Summary
Last Updated on January 30, 2019, by eNotes Editorial. Word Count: 442
On the fourth day of March, 1865, the President of the United States stood on the east steps of the Capitol building in Washington, D.C. to deliver his second inaugural address. Four years earlier, Abraham Lincoln delivered his first inaugural address as disaster loomed. The divided nation that sent him to the White House after the divided election of 1860 was slowly but surely headed to war against itself. Now, four years and approximately 600,000 casualties later, Abraham Lincoln was taking the oath of office again. In a tradition established by President George Washington, Lincoln again addressed the American people.
Lincoln begins by observing that his second address need not be as lengthy as the first. For four years, the nation has focused intently on the Civil War. He has nothing new to offer, nor anything to say that hasn’t been said before. Lincoln expresses hope that the end of the carnage is within reach but declines to predict precisely when. He observes that everyone hoped to avoid the conflict, but he emphasizes that one side ultimately decided to take up arms against the Union.
Lincoln turns to the topic that most occupies his speech: slavery, the core issue that led to war.

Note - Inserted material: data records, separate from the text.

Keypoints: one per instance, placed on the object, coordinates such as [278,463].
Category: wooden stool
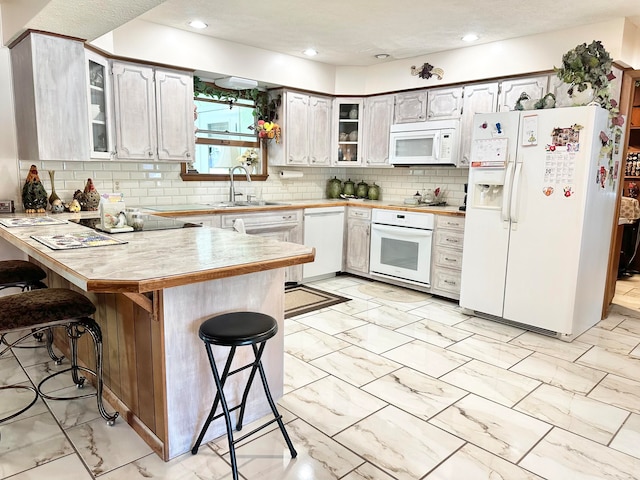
[234,330]
[39,310]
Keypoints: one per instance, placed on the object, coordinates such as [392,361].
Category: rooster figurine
[34,196]
[90,198]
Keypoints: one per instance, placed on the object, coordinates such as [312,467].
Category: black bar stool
[235,330]
[21,274]
[39,310]
[26,276]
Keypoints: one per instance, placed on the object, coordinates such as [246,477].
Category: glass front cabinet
[99,96]
[348,130]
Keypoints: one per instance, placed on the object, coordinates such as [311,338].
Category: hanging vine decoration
[427,71]
[266,106]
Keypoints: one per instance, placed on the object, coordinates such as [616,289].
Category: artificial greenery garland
[266,106]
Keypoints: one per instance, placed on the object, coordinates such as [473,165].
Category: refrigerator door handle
[506,192]
[515,196]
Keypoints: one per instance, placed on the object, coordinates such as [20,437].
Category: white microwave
[425,143]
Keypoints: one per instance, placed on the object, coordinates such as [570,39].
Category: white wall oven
[401,245]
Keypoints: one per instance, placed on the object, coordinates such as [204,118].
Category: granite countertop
[198,209]
[156,259]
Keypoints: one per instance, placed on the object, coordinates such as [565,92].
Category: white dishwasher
[324,231]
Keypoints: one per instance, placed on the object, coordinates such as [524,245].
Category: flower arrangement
[268,130]
[588,66]
[248,158]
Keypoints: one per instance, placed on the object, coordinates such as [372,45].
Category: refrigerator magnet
[529,130]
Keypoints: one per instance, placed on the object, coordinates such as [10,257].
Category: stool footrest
[257,429]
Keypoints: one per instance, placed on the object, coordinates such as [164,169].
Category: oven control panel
[424,221]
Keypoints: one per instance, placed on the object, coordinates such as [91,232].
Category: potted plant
[587,68]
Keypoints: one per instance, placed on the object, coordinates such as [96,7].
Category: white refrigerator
[540,210]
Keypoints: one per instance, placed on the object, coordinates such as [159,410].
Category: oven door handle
[404,231]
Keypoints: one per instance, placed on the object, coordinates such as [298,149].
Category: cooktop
[151,222]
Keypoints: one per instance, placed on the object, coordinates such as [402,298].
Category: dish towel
[238,225]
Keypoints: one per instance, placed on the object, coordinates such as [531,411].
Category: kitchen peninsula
[151,295]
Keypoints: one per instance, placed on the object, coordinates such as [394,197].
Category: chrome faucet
[232,187]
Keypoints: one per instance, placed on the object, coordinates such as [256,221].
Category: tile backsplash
[146,184]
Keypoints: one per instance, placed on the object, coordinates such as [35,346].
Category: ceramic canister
[362,189]
[374,192]
[349,188]
[334,188]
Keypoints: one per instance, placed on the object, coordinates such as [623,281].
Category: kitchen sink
[244,204]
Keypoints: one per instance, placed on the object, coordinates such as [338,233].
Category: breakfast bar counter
[152,293]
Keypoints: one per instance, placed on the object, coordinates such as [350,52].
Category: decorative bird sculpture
[89,199]
[34,196]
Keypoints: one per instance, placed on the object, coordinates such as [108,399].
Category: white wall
[8,147]
[158,184]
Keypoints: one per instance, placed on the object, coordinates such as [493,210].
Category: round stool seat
[40,307]
[238,328]
[20,271]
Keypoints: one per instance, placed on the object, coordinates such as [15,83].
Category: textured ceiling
[344,32]
[352,32]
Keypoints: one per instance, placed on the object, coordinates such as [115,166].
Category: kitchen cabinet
[510,90]
[306,122]
[348,114]
[50,96]
[444,103]
[283,225]
[378,118]
[358,241]
[478,98]
[411,106]
[153,113]
[446,256]
[100,101]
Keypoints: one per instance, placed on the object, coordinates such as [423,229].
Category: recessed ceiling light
[198,24]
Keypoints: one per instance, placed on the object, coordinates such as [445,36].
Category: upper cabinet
[378,117]
[50,98]
[444,103]
[348,131]
[410,107]
[306,122]
[479,98]
[510,90]
[153,113]
[100,111]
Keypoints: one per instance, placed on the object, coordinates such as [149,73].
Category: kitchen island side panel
[190,389]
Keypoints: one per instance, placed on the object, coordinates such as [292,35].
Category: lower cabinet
[358,240]
[283,225]
[446,256]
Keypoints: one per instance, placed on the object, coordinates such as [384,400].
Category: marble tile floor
[393,384]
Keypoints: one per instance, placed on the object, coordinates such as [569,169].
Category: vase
[54,196]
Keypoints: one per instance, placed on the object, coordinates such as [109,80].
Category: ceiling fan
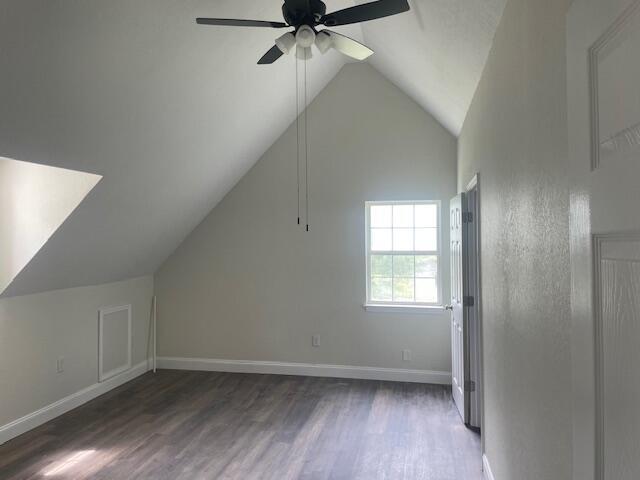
[305,15]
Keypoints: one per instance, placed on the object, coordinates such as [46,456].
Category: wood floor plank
[178,425]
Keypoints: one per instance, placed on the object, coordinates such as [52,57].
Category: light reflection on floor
[67,463]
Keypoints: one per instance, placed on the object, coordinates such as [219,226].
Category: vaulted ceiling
[172,114]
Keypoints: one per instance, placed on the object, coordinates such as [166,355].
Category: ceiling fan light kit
[305,15]
[286,42]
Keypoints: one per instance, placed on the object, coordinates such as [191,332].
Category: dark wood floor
[198,425]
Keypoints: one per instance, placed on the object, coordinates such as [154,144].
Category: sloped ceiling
[436,53]
[173,114]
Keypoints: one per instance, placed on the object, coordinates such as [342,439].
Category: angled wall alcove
[34,202]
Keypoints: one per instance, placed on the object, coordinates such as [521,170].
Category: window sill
[415,309]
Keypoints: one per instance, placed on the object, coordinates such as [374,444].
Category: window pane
[381,265]
[426,290]
[426,216]
[381,216]
[426,239]
[403,289]
[381,289]
[381,239]
[403,266]
[402,239]
[426,266]
[403,216]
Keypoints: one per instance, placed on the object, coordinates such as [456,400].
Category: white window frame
[404,307]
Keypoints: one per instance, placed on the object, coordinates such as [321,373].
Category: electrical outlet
[60,365]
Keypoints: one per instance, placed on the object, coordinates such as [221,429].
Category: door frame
[473,286]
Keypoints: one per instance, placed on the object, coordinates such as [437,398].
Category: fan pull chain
[306,148]
[298,137]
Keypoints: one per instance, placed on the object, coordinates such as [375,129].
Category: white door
[457,305]
[603,75]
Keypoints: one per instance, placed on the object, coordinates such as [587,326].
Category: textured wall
[250,284]
[37,329]
[515,136]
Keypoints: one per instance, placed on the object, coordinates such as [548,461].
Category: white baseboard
[305,369]
[486,469]
[53,410]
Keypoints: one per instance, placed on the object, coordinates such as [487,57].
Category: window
[403,253]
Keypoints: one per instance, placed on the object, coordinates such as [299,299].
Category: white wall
[34,201]
[250,284]
[37,329]
[515,135]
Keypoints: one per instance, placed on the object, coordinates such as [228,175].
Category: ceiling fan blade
[271,56]
[365,12]
[232,22]
[349,46]
[298,5]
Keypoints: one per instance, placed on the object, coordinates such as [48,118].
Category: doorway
[466,321]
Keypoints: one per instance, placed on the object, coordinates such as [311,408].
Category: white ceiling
[436,53]
[173,114]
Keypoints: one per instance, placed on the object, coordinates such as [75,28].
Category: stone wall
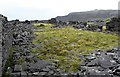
[5,40]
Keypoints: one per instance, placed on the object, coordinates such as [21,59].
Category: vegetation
[62,46]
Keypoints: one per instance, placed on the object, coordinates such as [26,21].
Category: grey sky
[46,9]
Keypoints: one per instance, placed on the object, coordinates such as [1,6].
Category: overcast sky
[46,9]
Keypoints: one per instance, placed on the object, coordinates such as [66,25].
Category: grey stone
[17,68]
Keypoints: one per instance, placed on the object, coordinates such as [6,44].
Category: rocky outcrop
[4,42]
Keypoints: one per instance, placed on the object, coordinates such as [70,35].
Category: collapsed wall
[6,41]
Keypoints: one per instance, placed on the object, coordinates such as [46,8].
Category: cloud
[45,9]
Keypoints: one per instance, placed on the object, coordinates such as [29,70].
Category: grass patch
[62,46]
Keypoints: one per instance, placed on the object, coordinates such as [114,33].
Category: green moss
[65,44]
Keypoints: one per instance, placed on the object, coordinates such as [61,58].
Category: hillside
[88,15]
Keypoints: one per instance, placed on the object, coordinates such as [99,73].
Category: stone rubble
[19,35]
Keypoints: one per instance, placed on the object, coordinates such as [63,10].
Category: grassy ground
[63,45]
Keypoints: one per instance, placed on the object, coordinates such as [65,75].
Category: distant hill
[88,15]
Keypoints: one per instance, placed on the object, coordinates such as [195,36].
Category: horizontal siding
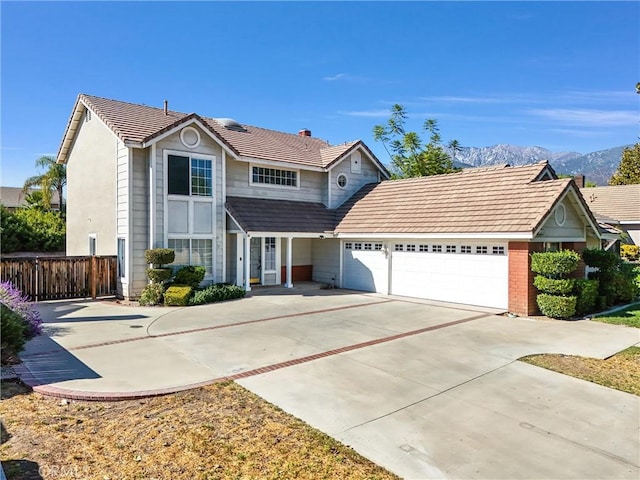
[312,185]
[368,174]
[326,261]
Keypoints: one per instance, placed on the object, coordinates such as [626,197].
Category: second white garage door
[470,273]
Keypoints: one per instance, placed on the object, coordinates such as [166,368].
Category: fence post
[93,277]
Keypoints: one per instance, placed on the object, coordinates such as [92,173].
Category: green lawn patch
[630,317]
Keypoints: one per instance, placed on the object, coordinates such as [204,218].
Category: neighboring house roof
[137,125]
[492,200]
[263,215]
[619,202]
[15,197]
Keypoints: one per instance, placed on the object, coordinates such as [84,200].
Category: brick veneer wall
[522,293]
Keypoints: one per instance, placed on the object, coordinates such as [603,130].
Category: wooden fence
[53,278]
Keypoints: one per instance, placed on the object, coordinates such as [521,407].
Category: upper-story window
[189,176]
[274,176]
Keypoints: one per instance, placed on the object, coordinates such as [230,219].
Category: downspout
[152,196]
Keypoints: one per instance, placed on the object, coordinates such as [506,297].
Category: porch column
[247,263]
[289,283]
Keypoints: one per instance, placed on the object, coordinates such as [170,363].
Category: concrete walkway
[426,390]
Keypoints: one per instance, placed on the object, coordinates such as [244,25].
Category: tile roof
[620,202]
[482,200]
[263,215]
[138,124]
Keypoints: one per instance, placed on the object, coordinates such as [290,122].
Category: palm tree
[54,179]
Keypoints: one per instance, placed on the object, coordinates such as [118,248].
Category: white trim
[271,185]
[490,236]
[346,180]
[193,121]
[280,164]
[186,130]
[152,196]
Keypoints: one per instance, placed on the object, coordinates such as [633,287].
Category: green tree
[53,179]
[628,172]
[409,156]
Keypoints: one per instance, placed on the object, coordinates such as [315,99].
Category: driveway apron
[426,390]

The South preferred to fight rather that acquiesce to the federal government’s efforts to limit slavery’s expansion into the Western territories. It could not have been predicted, Lincoln says, that slavery would end prior to the end of the Civil War.

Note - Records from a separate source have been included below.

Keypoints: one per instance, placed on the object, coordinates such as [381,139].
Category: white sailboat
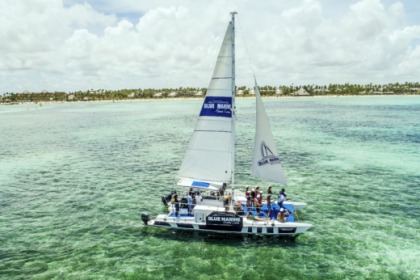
[209,164]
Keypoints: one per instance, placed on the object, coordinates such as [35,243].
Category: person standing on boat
[198,198]
[248,197]
[190,202]
[176,202]
[282,197]
[269,193]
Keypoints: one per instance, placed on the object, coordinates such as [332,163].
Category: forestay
[266,160]
[209,158]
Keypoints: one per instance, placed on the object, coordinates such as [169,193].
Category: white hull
[250,227]
[210,219]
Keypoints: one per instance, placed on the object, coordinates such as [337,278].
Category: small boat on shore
[208,168]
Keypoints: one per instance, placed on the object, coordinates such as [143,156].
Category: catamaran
[208,168]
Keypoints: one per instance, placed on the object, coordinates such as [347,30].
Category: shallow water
[75,177]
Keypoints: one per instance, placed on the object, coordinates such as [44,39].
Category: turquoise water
[74,179]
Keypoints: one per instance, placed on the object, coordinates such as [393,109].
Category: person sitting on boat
[282,197]
[190,203]
[238,208]
[227,199]
[269,193]
[281,216]
[198,198]
[176,202]
[254,201]
[259,197]
[255,218]
[248,197]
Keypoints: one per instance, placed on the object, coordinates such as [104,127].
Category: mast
[233,104]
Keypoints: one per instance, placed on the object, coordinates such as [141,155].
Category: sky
[71,45]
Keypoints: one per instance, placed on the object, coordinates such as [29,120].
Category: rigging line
[246,48]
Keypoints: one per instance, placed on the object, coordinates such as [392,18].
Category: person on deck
[176,202]
[198,198]
[248,197]
[281,216]
[282,197]
[190,203]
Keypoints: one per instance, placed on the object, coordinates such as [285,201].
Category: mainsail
[266,160]
[209,159]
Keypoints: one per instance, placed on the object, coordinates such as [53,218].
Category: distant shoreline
[196,98]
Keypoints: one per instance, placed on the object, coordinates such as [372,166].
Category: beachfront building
[301,92]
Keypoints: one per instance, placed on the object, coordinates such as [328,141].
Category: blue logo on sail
[267,156]
[215,106]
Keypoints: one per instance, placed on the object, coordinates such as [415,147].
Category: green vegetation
[313,90]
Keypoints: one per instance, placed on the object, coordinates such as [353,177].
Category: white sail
[210,155]
[266,160]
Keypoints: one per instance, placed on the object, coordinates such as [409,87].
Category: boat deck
[263,214]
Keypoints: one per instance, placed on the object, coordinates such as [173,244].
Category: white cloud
[76,46]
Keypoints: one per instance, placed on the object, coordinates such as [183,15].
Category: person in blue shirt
[282,197]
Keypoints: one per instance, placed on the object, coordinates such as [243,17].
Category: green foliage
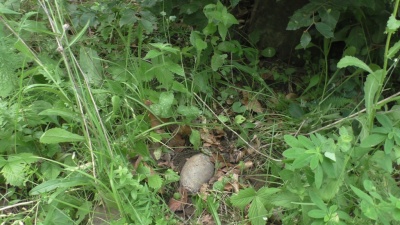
[258,200]
[76,99]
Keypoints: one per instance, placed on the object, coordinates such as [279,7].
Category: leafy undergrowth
[102,103]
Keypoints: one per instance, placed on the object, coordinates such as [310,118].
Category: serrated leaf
[293,153]
[154,181]
[292,141]
[58,135]
[330,155]
[317,200]
[313,81]
[353,61]
[243,198]
[307,143]
[127,17]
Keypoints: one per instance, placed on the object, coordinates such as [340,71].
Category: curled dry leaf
[197,170]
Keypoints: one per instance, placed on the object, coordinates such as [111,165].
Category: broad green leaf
[293,153]
[175,68]
[268,52]
[217,61]
[59,183]
[154,181]
[292,141]
[393,24]
[353,61]
[383,160]
[210,29]
[305,39]
[4,10]
[372,140]
[369,210]
[163,107]
[243,198]
[50,170]
[302,161]
[14,167]
[316,213]
[191,112]
[329,17]
[393,50]
[284,199]
[227,18]
[313,81]
[179,87]
[195,139]
[58,135]
[265,193]
[166,47]
[324,29]
[317,200]
[295,110]
[307,143]
[371,86]
[152,54]
[90,63]
[127,17]
[64,113]
[330,155]
[197,41]
[24,49]
[257,212]
[239,119]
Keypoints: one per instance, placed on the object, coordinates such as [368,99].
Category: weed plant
[86,90]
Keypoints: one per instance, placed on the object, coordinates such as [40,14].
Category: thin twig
[353,115]
[16,205]
[238,135]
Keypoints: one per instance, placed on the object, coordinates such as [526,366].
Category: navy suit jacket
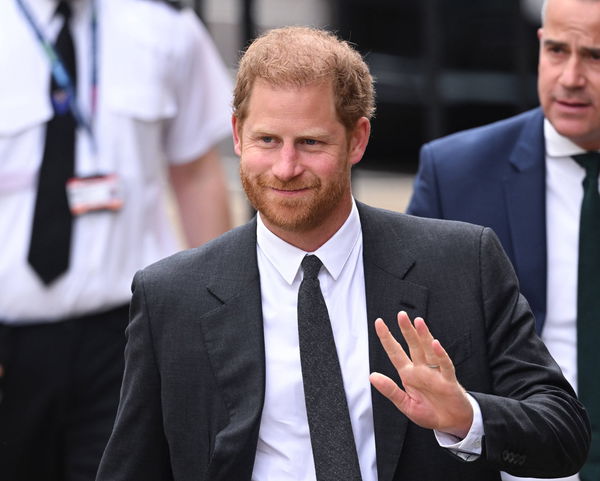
[494,176]
[194,382]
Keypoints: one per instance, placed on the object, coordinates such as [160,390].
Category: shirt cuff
[469,448]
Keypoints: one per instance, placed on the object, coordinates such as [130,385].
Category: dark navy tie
[50,243]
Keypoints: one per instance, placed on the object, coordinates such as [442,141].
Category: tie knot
[311,265]
[590,161]
[64,9]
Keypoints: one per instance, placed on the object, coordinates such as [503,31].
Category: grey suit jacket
[194,381]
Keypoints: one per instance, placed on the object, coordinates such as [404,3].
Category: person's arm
[202,195]
[137,448]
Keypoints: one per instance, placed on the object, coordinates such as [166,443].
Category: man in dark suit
[220,383]
[520,177]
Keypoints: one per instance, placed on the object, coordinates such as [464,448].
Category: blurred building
[440,65]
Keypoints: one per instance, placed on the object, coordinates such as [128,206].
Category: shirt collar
[333,254]
[558,145]
[43,10]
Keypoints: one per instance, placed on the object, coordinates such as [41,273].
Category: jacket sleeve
[137,448]
[534,425]
[425,200]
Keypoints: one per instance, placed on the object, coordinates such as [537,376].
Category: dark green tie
[588,308]
[331,438]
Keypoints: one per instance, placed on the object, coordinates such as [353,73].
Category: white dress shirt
[564,193]
[284,451]
[163,98]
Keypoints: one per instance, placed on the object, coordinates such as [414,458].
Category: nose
[572,76]
[287,165]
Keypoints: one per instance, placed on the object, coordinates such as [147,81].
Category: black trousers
[59,396]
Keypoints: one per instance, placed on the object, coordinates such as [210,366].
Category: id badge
[95,193]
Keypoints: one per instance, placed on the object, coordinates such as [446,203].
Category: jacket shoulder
[489,137]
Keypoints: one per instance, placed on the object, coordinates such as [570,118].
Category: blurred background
[440,66]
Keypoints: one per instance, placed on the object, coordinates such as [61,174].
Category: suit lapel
[233,335]
[525,191]
[387,293]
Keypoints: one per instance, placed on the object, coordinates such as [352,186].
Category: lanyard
[60,74]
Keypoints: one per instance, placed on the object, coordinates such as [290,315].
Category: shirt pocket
[137,79]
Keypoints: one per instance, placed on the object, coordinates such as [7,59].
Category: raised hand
[432,396]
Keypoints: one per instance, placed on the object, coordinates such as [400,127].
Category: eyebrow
[554,43]
[583,50]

Lincoln introduces the idea that God has been fully present in the turmoil. He observes the irony that men on either side of the war pray to the same God for the wherewithal to destroy each other. He further notes that neither side has seen their prayers answered.
Lincoln alludes to God’s purposes, which he believes to be generally unknown to humankind. He suggests that perhaps “this terrible war” was visited upon the nation both as a penance for the sin of slavery and as a means to end slavery once and for all. While Lincoln hopes the war will end sooner rather than later, he believes that, were God to require further punishment for the riches accumulated by slave owners, such a punishment would be warranted.
Lincoln concludes by laying out the chief aim of his second term: merciful reconstruction of the nation. He expresses no intention to punish the South for what had transpired over the past four years. To the contrary, his vision for a peaceful union includes the care of veterans, widows, and orphans—Northern and Southern alike. This vision would not be realized; Lincoln was assassinated just five weeks later.